Ahnapee State Trail History

We are quick to praise Door County’s five state parks as the crown jewels of the county, but we often forget about the Ahnapee State Trail. The county-operated trail runs 48 miles between Sturgeon Bay and Algoma and its history as a railroad predates the founding of the parks system.

In the early 1890s, the Ahnapee and Western Railroad Company laid down track between Casco in Kewaunee County to Sturgeon Bay, stopping in Algoma along the way. The rail hooked up with the Casco Junction, providing a line to Green Bay as well.

In August 1968, the railroad company embargoed Sturgeon Bay, saying the track between Algoma and Sturgeon Bay was unsafe. Shortly after that, the company sold the track to the state. In 1970, the Natural Resources Board approved the Ahnapee State Trail as one of Wisconsin’s state parks.

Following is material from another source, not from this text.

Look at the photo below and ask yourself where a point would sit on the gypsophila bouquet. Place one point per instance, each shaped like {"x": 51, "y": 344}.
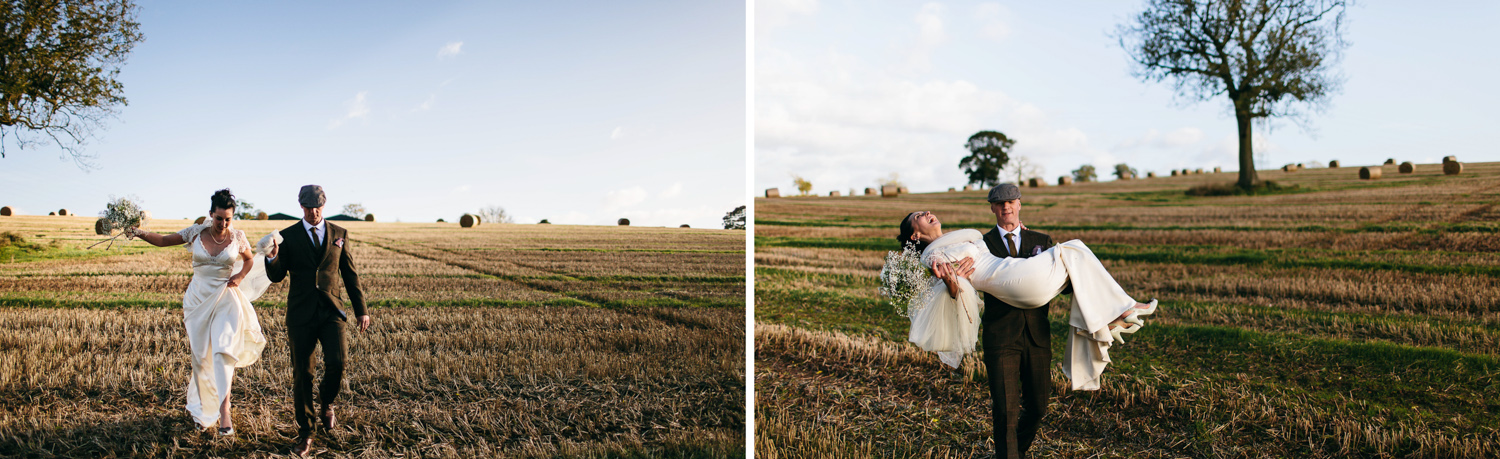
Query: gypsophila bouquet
{"x": 905, "y": 281}
{"x": 120, "y": 213}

The stretch between Casco and Algoma was still an operational railroad until the late 1980s, when a washout at the Kewaunee River took out one of the railroad’s bridges. The abandonment of that railroad doubled the length of the trail and further expansions are still in the pipeline.

Today, the trail offers mostly flat, hard-packed gravel through evergreen glades, farmland, prairies and wooded areas.

The Ice Age National Scenic Trail, a 1,200-mile meander through Wisconsin, takes advantage of 27 miles of the Ahnapee State Trail, including the eastern trailhead in Potawatomi State Park.

In 2016, Door County received $209,000 in a grant to extend the trail north to the Michigan Street roundabout near the Sturgeon Bay YMCA. The county is now considering another five mile expansion of the trail along County Hwy. A between County V in Jacksonport north to County E. While that trail will not connect to the trailhead in Sturgeon Bay, the goal is to eventually connect the entire system.

Although it’s a state trail, Door and Kewaunee counties maintain and expand the trail with the occasional grant from the state.

Once a major shipping railroad line, the trail now serves a quieter commute for recreational bicyclists, pedestrians, equestrians and snowmobilers.